Unity Launches Synthetic Image Datasets To Train AI Models Faster

Unity came up with synthetic image datasets to simplify data collection and protect the confidentiality of data.

San Francisco-based videogame software development company Unity Technologies recently announced the launch of synthetic image datasets to help develop computer vision applications (train artificial intelligence (AI) models) faster and reduce cost significantly.

Unity — a cross-platform game engine — is widely used by game developers worldwide to create interactive games, virtual reality and augmented reality applications. With its recent announcement, the company looks to leverage its datasets to build AI models across industry verticals, including manufacturing, retail and security. 

Tackling the privacy problem 

Unity believes most real-life data collection techniques are labour intensive, expensive, and carry greater privacy risks. The firm came up with synthetic image datasets to simplify data collection and protect the confidentiality of data.

AIM Daily XO

Join our editors every weekday evening as they steer you through the most significant news of the day, introduce you to fresh perspectives, and provide unexpected moments of joy
Your newsletter subscriptions are subject to AIM Privacy Policy and Terms and Conditions.

As real data contains sensitive information, most programmers, software developers or researchers may not want them to be disclosed. Synthetic data, however, holds no private information and can not be traced back to the source.  

Most importantly, synthetic data addresses confidentiality and privacy concerns to a large extent and eliminates the privacy issues arising from using images of real people and places.

Download our Mobile App

For example, in autonomous or self-driving cars, the collection of real data is unreasonably expensive. Waymo, the self-driving vertical of Alphabet, has spent close to $3.5 billion in testing Chrysler Pacificas in Silicon Valley and Phoenix. Over the past few years, around 30 self-driving car companies have spent close to $16 billion on developing fully self-driving cars.

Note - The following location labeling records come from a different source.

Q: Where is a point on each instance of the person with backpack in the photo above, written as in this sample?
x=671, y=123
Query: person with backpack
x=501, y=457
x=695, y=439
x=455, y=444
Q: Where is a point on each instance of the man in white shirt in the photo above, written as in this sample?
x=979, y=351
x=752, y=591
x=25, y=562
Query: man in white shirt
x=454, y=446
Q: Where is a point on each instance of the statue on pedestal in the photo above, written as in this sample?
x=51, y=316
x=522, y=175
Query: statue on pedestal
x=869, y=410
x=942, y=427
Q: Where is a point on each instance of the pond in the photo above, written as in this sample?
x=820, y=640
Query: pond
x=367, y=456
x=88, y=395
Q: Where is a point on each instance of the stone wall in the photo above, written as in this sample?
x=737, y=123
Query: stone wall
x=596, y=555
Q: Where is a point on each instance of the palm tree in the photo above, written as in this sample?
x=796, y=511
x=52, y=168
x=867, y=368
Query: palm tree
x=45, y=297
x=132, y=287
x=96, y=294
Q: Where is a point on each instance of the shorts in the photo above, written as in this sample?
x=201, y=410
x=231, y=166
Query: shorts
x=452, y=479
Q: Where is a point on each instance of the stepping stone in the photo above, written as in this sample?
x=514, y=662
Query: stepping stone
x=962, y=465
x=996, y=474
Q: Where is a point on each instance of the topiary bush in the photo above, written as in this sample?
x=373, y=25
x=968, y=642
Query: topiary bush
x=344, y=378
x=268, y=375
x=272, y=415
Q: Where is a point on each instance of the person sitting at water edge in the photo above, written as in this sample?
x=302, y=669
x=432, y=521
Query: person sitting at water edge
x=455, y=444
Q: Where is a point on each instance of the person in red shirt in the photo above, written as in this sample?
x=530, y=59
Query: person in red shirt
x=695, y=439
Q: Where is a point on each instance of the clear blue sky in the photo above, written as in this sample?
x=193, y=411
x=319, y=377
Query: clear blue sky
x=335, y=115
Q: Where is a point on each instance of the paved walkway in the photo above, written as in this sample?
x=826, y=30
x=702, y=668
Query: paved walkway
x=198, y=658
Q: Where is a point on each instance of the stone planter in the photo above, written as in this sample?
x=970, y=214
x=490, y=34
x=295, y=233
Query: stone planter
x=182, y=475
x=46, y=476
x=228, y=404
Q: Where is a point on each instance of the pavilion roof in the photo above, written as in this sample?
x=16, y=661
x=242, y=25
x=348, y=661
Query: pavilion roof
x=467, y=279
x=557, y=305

At present, the collection of synthetic data is expensive and time-consuming. An AI model must initially create it, and many companies lack the resources to do so. To that end, Unity has come up with a Unity Perception SDK and a library with labelling and randomisation tools for developers.

Eliminates data bias     

Unity said the usage of synthetic data eliminates the problem of ‘biased data,’ which often results in skewed outcomes, lower accuracy levels and analytics errors. 

“Data captured from the real world is often biased towards what is easy to collect, is subject to human labelling errors, and needs to be refreshed often, which can be very expensive,” said Danny Lange, SVP of AI at Unity, comparing it with synthetic datasets. 

Lange said the best AI results are achieved with a large amount of high-quality synthetic data combined with a small amount of real data, when possible. The synthetic version of datasets validates privacy rules and accurately reflects real world-data, he added. 

Further, he said these datasets empower companies to simulate scenarios that might occur in the real world shortly based on a sizable increase in user data. “As a result, we see smarter indoor environments, such as cashier-less grocery stores, and more as our customers discover new applications,” said Lange. 

How does it work

The new Unity computer vision datasets are based on synthetic data, which is generated using algorithms. Conversely, synthetic data is used for computer vision applications, particularly in the area of object detection. In the case of Unity, the artificial environment is most likely to be used in creating a 3D model of the object and learning to navigate environments by visual information.  

Unity engine creates ‘digital twins’ of objects (3D models) using photogrammetry techniques. Digital twins are a virtual replica of the physical things, mainly used to run simulations (testbed) before the actual deployment of the solution. The digital twins are then placed in various 3D environments or randomisers, with multiple lighting conditions, textures, camera positions, scale factors, and other parameters.

Source: Unity [Showcasing the visual examples of image labelling] 

Unity recommends various environments best suited to address the customer’s computer vision problem and look for the most suitable dataset. Currently, the Unity team provides the necessary handholding required for its customers. Soon, the company plans to offer a simple self-service interface to generate additional features at their convenience. 

Unity offers a tiered pricing model. The price per image falls proportionally with the increased need for synthetic images/data.

Lange believes synthetic computer vision datasets can support a wide range of AI training use cases, ranging from object detection to improving the performance of AI models.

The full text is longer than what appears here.